And if PGA Tour players are smart, they will answer. After all, where else can a golfer command the attention of a Fortune 500 company leader or a successful entertainer or athlete for hours?
PEBBLE BEACH, Calif. – When Graeme McDowell won last week in Saudi Arabia, he joked that he might skip the AT&T Pebble Beach Pro-Am.
Later, he explained that he was playing with Edward Brown, the former chief executive of Patron Spirits Co. and that he would not be happy if McDowell pulled out last minute.
Where is it you can spend three or four days with CEOs or presidents of Fortune 500 companies and have their attention almost totally to yourself?
That is why if you are a PGA Tour player, you make the annual trip to the Monterey Peninsula, to hobnob.
It could be Kenneth Chenault, the former chairman and CEO of American Express, or Jim Crane, the owner of baseball’s Houston Astros. Touring pros can’t beat the access.
“I really feel like a lot of players look at this event as a little bit of, you know, it's an unnecessary distraction having to play with another amateur, or another pro and another amateur,” said McDowell, who made the trip from Saudi Arabia to Pebble Beach. “I feel like I have always looked at this as an opportunity.”
Yet, players skip this event every year, often failing to understand the benefit of talking and learning from other successful people. They could be paired with sportsmen such as brothers Eli and Peyton Manning, both former NFL quarterbacks, as well as Green Bay Packers signal-caller Aaron Rodgers. Or in business, with leaders such as Donald Colleran, the president and CEO of Fed Ex; Nikesh Arora, the CEO of Palo Alto Networks; or Andy Saperstein, the head of wealth management at Morgan Stanley.
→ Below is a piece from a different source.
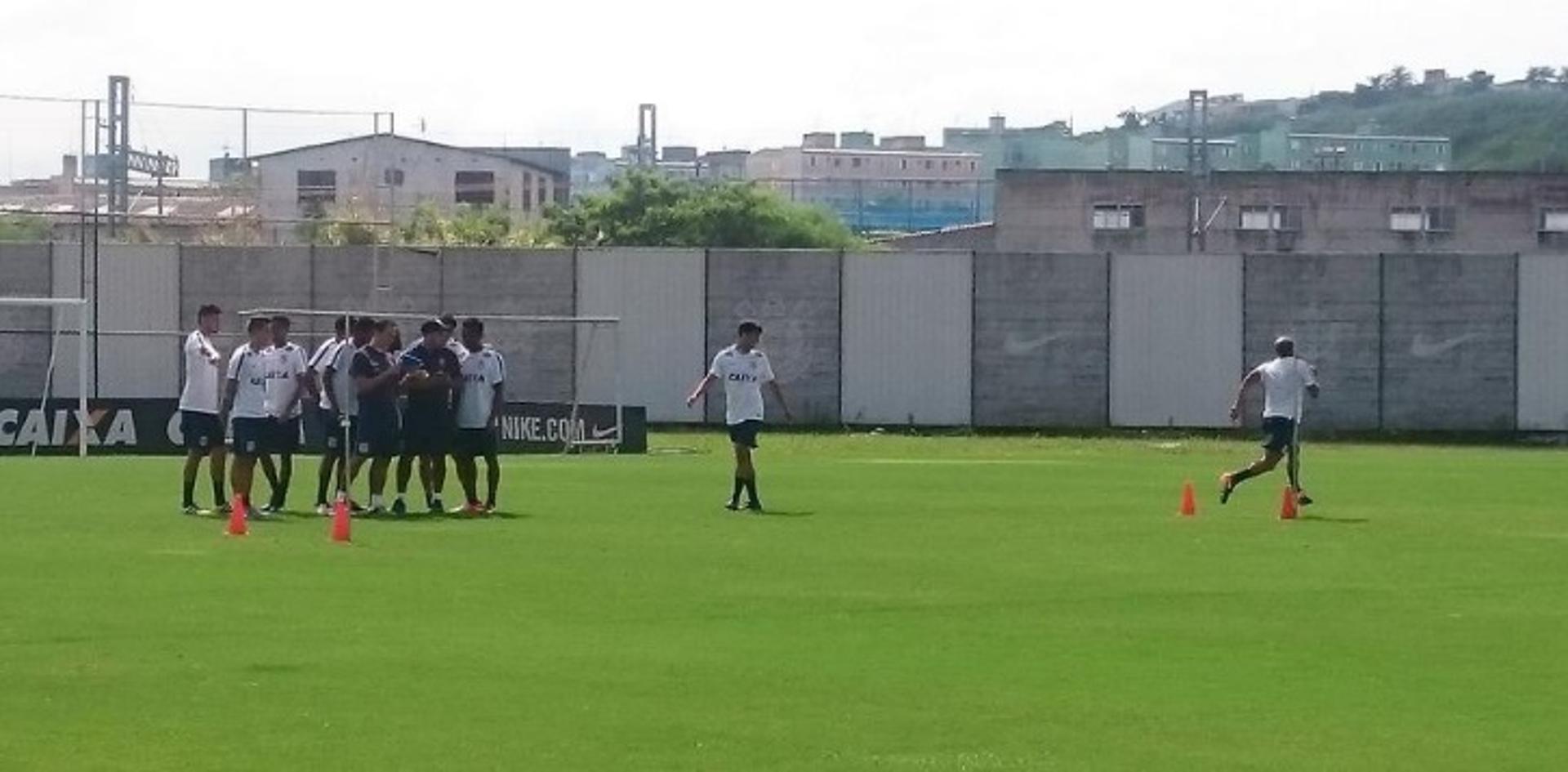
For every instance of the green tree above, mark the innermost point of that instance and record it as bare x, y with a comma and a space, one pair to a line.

“When you look at the list of people that are here this week, I mean, it's some of the most high-profile CEOs in America,” McDowell observed. “You get a chance to meet potential sponsors, great friendships with people that I stay in contact with a lot. Just really important people. I mean, it's weird to come into an event when you're potentially not the most important person there; you're certainly not the wealthiest person in your group, by a long stretch. So, you're surrounded by successful people, and it's a great opportunity to meet other successful people in other spaces.”
There no lightweight amateurs in the AT&T field, but the same could not be said of the professional side.
The top 10 in the world is represented only by No. 5 Dustin Johnson and No. 8 Patrick Cantlay. Going down the Official World Golf Ranking, only No. 20 Paul Casey completes the top-20 players who will be in the field this week at Pebble Beach.
Yes, the Monterey Peninsula in February can have questionable weather.
Yes, the rounds often approach six hours rather than four.
And, yes, touring pros must compete alongside two amateurs in a group. But, all of that seems outweighed by the life experience acquired when rubbing shoulders with the business elite, sports stars and celebrities.